I’ve tried it both ways.

Uber jar gives me gives me the following:

   - Caused by: java.lang.ClassNotFoundException: Failed to find data
   source: kafka. Please find packages at
   http://spark.apache.org/third-party-projects.html

If I only do minimal packaging and add
org.apache.spark_spark-sql-kafka-0-10_2.11-2.2.0.jar as a --package and
then add it to the --driver-class-path then I get past that error, but I
get the error I showed in the original post.
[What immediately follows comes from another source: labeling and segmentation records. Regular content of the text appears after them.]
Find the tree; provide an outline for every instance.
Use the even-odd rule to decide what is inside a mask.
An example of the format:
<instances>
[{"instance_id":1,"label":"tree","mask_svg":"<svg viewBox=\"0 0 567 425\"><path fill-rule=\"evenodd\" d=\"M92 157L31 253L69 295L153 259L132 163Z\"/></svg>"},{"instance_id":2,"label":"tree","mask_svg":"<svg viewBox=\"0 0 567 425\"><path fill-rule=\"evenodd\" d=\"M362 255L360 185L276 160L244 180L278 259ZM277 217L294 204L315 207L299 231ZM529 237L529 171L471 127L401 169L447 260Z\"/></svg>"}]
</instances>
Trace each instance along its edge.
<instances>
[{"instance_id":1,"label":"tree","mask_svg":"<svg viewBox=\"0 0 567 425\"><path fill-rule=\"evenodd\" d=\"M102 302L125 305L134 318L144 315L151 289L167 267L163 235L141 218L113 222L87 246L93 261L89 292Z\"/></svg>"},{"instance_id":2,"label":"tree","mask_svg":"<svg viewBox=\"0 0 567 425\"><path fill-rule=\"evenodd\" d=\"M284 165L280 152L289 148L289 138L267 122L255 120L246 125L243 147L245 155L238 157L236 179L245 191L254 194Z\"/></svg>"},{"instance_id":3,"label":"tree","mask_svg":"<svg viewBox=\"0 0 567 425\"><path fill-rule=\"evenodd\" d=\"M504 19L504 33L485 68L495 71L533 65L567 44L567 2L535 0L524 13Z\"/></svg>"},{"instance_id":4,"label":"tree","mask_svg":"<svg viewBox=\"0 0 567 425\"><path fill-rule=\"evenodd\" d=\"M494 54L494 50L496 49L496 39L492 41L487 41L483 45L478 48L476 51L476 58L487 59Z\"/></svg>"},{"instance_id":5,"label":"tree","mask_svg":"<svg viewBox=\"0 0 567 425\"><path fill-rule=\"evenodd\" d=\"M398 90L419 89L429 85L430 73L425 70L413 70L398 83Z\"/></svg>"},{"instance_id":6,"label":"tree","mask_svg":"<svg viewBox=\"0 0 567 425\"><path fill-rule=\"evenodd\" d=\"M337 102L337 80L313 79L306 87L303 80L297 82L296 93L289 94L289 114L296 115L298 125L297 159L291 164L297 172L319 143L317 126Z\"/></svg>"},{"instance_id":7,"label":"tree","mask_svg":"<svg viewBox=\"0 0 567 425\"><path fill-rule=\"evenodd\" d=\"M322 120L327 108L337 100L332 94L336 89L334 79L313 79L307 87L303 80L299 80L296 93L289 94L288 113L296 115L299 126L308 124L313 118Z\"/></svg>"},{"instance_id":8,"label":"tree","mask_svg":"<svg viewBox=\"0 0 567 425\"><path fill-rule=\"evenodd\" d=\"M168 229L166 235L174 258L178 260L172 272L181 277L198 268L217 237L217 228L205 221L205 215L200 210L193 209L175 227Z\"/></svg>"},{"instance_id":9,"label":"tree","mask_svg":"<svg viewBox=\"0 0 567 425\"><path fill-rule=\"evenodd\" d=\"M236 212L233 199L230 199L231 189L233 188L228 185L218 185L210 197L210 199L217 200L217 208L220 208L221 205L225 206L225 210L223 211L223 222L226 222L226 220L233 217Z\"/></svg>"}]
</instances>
I agree it seems it’s missing the kafka-clients jar file as that is where
the ByteArrayDeserializer is, though it looks like it’s present as far as I
can tell.

I can see the following two packages in the ClassPath entries on the
history server (Though the source shows: **********(redacted) — not sure
why?)

   - spark://<ip>:<port>/jars/org.apache.kafka_kafka-clients-0.10.0.1.jar
   -
   spark://<ip>:<port>/jars/org.apache.spark_spark-sql-kafka-0-10_2.11-2.2.0.jar

As as side note, i’m running both a master and worker on the same system
just to test out running in cluster mode. Not sure if that would have
anything to do with it. I would think it would make it easier since it's
got access to all the same file system... but I'm pretty new to Spark.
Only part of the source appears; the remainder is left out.